The gap to the play-offs has been closed to just one point as the Sky Blues produced a composed and effective away performance at top six rivals Peterborough United. Where there had been questions little over a week ago surrounding the mental fortitude of this side, Mark Robins’ charges demonstrated a killer touch to weather an initial Peterborough onslaught and then to hold onto the lead in an extended injury time period in which the home side netted a consolation against the run of play.
A Mark Robins Away Day Special
If you had to pick one Coventry City manager out of recent history to set a team up for an important away performance, it would be Mark Robins. His two spells at the club have been characterised by hard-working and effective yet exhilarating away days, and this was another case study in what Robins does best.

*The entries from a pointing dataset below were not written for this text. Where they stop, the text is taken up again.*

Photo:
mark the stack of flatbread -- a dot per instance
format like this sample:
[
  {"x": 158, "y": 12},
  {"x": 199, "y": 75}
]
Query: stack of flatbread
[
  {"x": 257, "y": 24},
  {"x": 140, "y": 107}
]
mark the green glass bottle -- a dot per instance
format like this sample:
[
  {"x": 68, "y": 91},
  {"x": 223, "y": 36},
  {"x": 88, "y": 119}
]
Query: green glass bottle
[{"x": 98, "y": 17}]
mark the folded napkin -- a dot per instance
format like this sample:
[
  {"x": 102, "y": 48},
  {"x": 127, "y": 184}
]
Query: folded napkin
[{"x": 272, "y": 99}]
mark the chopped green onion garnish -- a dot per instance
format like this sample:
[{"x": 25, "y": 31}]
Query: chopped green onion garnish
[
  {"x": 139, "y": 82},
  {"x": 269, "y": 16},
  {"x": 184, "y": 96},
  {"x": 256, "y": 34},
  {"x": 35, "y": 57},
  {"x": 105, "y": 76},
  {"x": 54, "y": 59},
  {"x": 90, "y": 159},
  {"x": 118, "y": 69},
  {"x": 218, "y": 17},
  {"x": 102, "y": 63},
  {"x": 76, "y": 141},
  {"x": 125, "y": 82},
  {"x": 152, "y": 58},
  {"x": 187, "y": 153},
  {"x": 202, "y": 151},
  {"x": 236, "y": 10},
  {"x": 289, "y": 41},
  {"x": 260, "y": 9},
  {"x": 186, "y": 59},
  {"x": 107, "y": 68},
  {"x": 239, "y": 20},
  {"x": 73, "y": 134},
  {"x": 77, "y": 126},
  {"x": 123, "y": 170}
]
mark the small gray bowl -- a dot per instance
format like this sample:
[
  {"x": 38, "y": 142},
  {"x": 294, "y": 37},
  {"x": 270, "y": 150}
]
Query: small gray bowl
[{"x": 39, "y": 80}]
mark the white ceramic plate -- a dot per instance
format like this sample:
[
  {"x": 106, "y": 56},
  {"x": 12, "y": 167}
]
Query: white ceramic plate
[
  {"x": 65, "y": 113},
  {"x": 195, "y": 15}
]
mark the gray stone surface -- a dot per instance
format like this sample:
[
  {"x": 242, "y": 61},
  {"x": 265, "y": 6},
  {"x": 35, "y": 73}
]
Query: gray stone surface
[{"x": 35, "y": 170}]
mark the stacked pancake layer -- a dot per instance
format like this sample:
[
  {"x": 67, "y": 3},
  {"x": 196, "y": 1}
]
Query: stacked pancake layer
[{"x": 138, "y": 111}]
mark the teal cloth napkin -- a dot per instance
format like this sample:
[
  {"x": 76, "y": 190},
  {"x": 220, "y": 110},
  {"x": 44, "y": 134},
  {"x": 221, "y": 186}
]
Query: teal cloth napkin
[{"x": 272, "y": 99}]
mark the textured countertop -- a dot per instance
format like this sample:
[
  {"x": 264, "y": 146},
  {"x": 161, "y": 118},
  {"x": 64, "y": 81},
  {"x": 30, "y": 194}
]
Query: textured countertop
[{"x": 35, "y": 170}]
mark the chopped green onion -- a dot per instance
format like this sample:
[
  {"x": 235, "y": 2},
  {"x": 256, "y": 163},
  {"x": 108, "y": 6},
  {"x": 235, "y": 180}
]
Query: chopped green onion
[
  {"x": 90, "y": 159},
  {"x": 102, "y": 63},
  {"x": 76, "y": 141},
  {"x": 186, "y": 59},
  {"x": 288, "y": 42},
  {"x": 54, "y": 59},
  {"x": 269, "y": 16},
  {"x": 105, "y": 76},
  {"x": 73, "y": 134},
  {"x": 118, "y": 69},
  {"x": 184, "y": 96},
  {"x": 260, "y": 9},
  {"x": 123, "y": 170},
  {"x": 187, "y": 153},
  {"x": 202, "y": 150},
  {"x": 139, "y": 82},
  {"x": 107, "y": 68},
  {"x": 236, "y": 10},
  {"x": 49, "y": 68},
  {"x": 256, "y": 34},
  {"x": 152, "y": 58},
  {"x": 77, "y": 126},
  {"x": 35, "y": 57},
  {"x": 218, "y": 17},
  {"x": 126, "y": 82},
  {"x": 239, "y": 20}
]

Much of the first-half was dominated by Peterborough United as their movement and pressing made life difficult for us – particularly on a very windy day when the prevailing breeze was against us in the opening stages of the game, making kicking long out of defence difficult. Lee Burge was the player of the first-half for us, if not the whole game, making a handful of crucial saves as Posh sliced through our defensive organisation.
The goal Peterborough threatened to score didn’t come, allowing us to grow into the game and enact the plan Mark Robins had set us up for. Amadou Bakayoko slotted home from Luke Thomas’ through-ball, shattering the momentum of the game and swinging it in our favour from then on in.
This wasn’t a performance simply of good fortune, the effort and organisation of the side limited Peterborough’s effectiveness and flow as the game wore on, seeing us gradually take control of proceedings. The second-half was close to away day nirvana , everything we did was slick and effective, from the speed with which we counter-attacked to the poise and composure in possession. Peterborough had been thoroughly worn-down and looked punch-drunk and thoroughly fed-up in the closing 45 minutes (that late consolation goal not permitting).
Our Best XI
On Tuesday night, we fortuitously found our way to victory over Fleetwood Town, that Mark Robins made four changes to that side said everything about the quality had been unavailable in our last game. In Jordan Willis and Dominic Hyam, we have possibly one of the best central defensive pairings in the division, in Liam Kelly an excellent midfield organiser and Bright Enobakhare, a genuine maverick attacking talent who could prove to be the difference we were missing in the first half of the campaign.
Jordan Willis and Dominic Hyam’s returns were most admirable considering that Willis was limping through the closing stages of a game just over a week ago and Hyam was involved in a 100 mph car-crash just a few days before that. With Willis the battling, warrior defender – with the pace in reserve to allow us to play 10-15 yards further up the pitch – and Hyam the calm and composed presence, the duo are a very effective defensive pairing, and can cover for their lack of height.
Liam Kelly’s presence in midfield gave the front four, and Tom Bayliss, the licence to do what they do best, run directly at the opposition. In the second-half especially, our counter-attacking play really clicked and there looks to be an excellent understanding of the kind of runs their fellow attackers will make and how to make the most each others’ qualities developing – Amadou Bakayoko in particular benefiting from the flow of those around him, utilising his manic work-rate in an effective manner as the lone striker.
Setting the tone for everything though was a superb all-round goalkeeping performance from Lee Burge. One save in particular, from Matt Godden from point-blank range in the first-half, underlined a dominating performance in goal from our number one. That was the Lee Burge that helped us to back-to-back Wembley wins, the Lee Burge that we would be sore to lose in the summer.
Fair Weather Posh
There are two sides to every win, the excellence of the victor, the failings of the defeated. As great an away performance as this was, Peterborough’s surrender of a dominant position was notably limp and meek, even from a Sky Blue-tinted perspective.
Peterborough handed their star man, Marcus Maddison, a free role, the forward’s movement made him nigh-on impossible to mark, his technique made him nigh-on impossible to stop once we could get close to him. Everything good about Peterborough came through Maddison, but when he was most needed for inspiration, he was nowhere to be seen.
The second-half from Peterborough was characterised by rash challenges, sloppy passes and a slew individual errors. On another day, they could have been down to 9 men and gave a penalty away – although the referee probably got those key decisions right – they certainly should have been three down after Bakayoko had a perfectly good goal disallowed, it could have been more.
On another day, things could have gone in Peterborough’s way, but football is so often about forcing it when things are going against you. This was a side clearly lacking in leaders and allowed things to play out against them. To our credit, we exploited an opportunity to punish a side for its laxity and mental weakness in a clinical fashion.